Residents often express concerns about safety from crime when new trails are proposed. These fears and concerns need to be  considered and addressed as part of the plan for any new trail.  The best way to determine whether crime will increase after building a trail is to review all the evidence from other trails and see what the outcomes were. This should give a reasonable prediction on whether it would be likely for a new trail to cause an increase in crime, or would be ‘unsafe’ to use.  Below is a representative sample of studies conducted on this issue.  The overwhelming evidence of hundreds of studies is that trails are safe, and do not pose a risk of increased crime, and in fact may decrease it. The sources are hyperlinked so that you may read the complete studies for yourself.

The Burke-Gilman Trail is a paved 12-mile trail that runs mostly through residential neighborhoods in Seattle. Police officers do not observe any increase in vandalism or burglaries at homes adjacent to the trail. Criminal activity associated with the greenway, in comparison to its landscape context, was negligible. The researchers concluded that greenways are not an attractive nuisance and do not attract crime or a criminal element.

Source: Evaluation of the Burke-Gilman Trail’s Effect on Property Values and Crime

The Two Rivers Trail is in Sacramento, CA. Enthusiastic usage increases "eyes on the trail." According to the National Recreation and Parks Association, and Sacramento's parks and law enforcement staff, bike trails tend to reduce crime by cleaning up landscape and attracting people who use the trail for recreation and transportation.


“The data suggest that greenway-adjacent properties do not incur greater risk of crime than other properties within the same neighborhood statistical area. On the contrary greenway-adjacent properties had lower crimes rates 75% of the time.”


The largest study of crime incidence along trails, and the only study of truly national scope, was conducted by the Rails to Trails Conservancy (RTC), a national trail advocacy non-profit group, in cooperation with the National Park Service. The main finding from the police survey was that trails had not increased crime rates, and in some cases may have reduced them.
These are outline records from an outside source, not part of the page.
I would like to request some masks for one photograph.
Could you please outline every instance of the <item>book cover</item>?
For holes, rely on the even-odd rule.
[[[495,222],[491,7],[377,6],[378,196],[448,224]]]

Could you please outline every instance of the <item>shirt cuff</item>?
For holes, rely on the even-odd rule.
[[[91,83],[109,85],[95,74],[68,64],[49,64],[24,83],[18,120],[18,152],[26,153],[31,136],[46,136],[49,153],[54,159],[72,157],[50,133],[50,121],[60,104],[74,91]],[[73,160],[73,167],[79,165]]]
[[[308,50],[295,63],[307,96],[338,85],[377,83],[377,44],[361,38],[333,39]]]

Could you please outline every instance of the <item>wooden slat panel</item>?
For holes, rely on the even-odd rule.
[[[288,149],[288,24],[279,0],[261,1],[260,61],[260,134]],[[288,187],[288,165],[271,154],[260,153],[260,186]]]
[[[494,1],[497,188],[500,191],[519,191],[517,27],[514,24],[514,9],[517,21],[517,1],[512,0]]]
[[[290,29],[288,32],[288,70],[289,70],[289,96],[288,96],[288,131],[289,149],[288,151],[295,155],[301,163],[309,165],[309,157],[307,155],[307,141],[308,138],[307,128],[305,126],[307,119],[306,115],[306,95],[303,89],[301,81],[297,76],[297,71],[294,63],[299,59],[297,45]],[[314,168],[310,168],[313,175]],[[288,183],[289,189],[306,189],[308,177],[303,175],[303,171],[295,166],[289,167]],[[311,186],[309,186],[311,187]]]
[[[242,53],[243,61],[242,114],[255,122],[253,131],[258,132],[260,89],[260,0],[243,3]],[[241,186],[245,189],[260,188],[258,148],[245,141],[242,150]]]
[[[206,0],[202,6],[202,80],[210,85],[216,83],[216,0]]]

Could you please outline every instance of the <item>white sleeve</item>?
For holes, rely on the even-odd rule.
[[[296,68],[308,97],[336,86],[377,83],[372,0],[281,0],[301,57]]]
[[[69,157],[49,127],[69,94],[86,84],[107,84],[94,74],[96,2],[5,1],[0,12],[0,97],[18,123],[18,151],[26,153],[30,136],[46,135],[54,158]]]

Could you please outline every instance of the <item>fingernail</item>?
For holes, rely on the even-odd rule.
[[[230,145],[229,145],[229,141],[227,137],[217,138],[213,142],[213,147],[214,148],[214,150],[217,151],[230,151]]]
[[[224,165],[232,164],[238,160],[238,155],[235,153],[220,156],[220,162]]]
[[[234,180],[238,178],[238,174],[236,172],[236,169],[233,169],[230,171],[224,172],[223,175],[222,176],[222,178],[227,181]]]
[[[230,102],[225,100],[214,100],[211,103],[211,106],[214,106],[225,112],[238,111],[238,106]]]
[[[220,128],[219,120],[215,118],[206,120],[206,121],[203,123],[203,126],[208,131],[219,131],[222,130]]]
Source: Rail-Trails and Safe communities: The Experience
on 372 Trails

“The trail does not encourage crime, and in fact, probably deters crime since there are many people, tourists and local citizens using the trail for many activities at various hours of the day.”

Pat Conlin,
Sheriff Green County, Wis.

“Since the trail was constructed and
opened for use we have found that the
trail has not caused any inconvenience to
property owners along the trail. The
residents seem to enjoy having the trail
near their homes.”

Charles R. Tennant Chief of Police,
Elizabeth Township, Buena Vista, Pa.

"As far as problems on the path are concerned, they are minimal. There is a heavy population on the path during the day, so any illicit activity is quickly reported and dealt with... The path has been a tremendous asset for the town and for the residents to take advantage of. In addition to its great recreational uses, it offers a safe travel alternative for the youth and elderly to riding or walking on the streets.”